Not an easy task, given that the industry has already tried, but failed, to set up indices to facilitate the trading of these assets. Despite the presence of a sizeable ILS market, the market has been slow to develop the necessary trading platforms to create better liquidity. In 1992, the Chicago Board of Trade introduced catastrophe derivatives based on underlying indices, which reflected insurance property losses. They consisted of futures and options written on futures contracts. But trading never took off, and three years later the contracts were replaced by spread options on loss indices provided by Property Claims Services. In 2000, these were also withdrawn, again on account of insufficient interest. The Bermuda Commodities Exchange also undertook a similar task when it opened its index in late 1997. Two years later, it too was suspended and eventually liquidated.

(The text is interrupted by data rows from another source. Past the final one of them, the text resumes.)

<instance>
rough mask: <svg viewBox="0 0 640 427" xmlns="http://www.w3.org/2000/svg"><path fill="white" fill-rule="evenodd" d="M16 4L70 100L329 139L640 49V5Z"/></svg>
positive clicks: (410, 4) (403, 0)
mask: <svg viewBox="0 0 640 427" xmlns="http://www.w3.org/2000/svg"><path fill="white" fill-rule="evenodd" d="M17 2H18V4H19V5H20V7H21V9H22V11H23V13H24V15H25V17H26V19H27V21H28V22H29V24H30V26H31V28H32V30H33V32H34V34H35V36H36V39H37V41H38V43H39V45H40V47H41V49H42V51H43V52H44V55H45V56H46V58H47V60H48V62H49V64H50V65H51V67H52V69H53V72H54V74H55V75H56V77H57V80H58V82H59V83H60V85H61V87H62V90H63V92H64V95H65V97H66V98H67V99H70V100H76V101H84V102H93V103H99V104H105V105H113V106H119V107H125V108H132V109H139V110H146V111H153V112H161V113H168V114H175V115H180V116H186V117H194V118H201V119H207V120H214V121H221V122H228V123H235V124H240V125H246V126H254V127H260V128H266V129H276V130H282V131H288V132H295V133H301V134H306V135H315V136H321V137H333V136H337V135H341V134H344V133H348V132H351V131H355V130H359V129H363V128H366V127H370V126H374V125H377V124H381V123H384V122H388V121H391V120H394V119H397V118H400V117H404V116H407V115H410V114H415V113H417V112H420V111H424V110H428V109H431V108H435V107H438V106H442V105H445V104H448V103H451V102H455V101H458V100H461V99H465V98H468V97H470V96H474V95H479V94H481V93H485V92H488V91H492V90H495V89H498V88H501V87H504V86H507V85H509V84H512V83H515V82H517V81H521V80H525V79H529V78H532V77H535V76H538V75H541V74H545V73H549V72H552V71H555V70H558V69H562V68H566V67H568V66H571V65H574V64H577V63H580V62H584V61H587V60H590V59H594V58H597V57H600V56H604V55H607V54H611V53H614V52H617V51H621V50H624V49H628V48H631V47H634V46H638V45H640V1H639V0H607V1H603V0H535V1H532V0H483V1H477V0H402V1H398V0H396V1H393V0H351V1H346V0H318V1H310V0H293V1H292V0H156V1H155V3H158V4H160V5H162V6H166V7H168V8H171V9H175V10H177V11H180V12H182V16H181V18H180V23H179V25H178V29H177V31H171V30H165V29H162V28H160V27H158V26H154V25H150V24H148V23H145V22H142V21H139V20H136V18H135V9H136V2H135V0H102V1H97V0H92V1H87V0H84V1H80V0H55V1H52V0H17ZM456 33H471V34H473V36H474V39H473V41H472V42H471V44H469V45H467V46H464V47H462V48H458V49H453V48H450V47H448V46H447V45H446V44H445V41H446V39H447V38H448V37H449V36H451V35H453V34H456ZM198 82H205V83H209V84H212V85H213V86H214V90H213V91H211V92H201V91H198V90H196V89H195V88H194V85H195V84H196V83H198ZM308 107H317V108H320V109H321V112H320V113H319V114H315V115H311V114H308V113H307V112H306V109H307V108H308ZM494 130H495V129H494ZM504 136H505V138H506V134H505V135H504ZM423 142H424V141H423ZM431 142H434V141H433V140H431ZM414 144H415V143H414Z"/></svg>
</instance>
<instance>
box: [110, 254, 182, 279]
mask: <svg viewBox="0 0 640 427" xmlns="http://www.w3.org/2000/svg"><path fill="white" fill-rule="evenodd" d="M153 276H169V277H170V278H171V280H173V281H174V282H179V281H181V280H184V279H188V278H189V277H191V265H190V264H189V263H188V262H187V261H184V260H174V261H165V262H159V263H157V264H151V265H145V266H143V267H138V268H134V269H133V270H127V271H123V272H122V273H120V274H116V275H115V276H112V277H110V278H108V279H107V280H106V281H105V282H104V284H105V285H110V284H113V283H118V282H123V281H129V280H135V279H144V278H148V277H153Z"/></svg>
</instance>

However, this year Deutsche Borse Group's market data and analytics team said it was expanding its Xpect data platform to include Dutch longevity data. In March, the platform started delivering monthly data on life expectancy and mortality risks in Germany, broken down according to region, year of birth and gender. The data provides complete generation life tables based on substantial official and proprietary data sourced, cleansed and processed by Deutsche Borse. Deutsche Borse is to offer various Xpect indices, which will serve as securitization for life and pension insurance risks. Insurance companies and pension funds will thus increase their capital efficiency and lower their required risk capital. The Xpect indices will also serve as a basis for financial instruments.

"An essential condition for the sustainability of any market is that it creates transparency and liquidity," wrote Dieter Wemmer, a member of the group executive committee and chief financial officer of Zurich Financial Services, in a paper he authored on the ILS industry earlier this year. "One specific lesson of the subprime debacle was to remind us that investors want to know eventually what kind of commitments they are engaged in, and they also want to ensure that there will always be sufficient liquidity to trade and price the products. Where these conditions are not met, investors will withdraw and the market will suffer a setback." He said that the development of suitable secondary trading platforms will be essential for the ILS market to grow to maturity and will consequently contribute to favorable trading environments.

Robert Hut, managing director at Insurative Premium Finance Jersey, said that he believes demand for securitization will increase in the short-to medium-term, because the asset class fits naturally with this financing tool and all of the necessary components are present for a straightforward vanilla transaction, which is what buyers want.

"It may appear preposterous to discuss securitization of insurance-linked securities at a time of financial market turbulences caused by securitization having seemingly gone astray," Wemmer wrote. "But the wheel of innovation cannot be turned back. Securitization is here to stay, and ILS will play an important role in the future."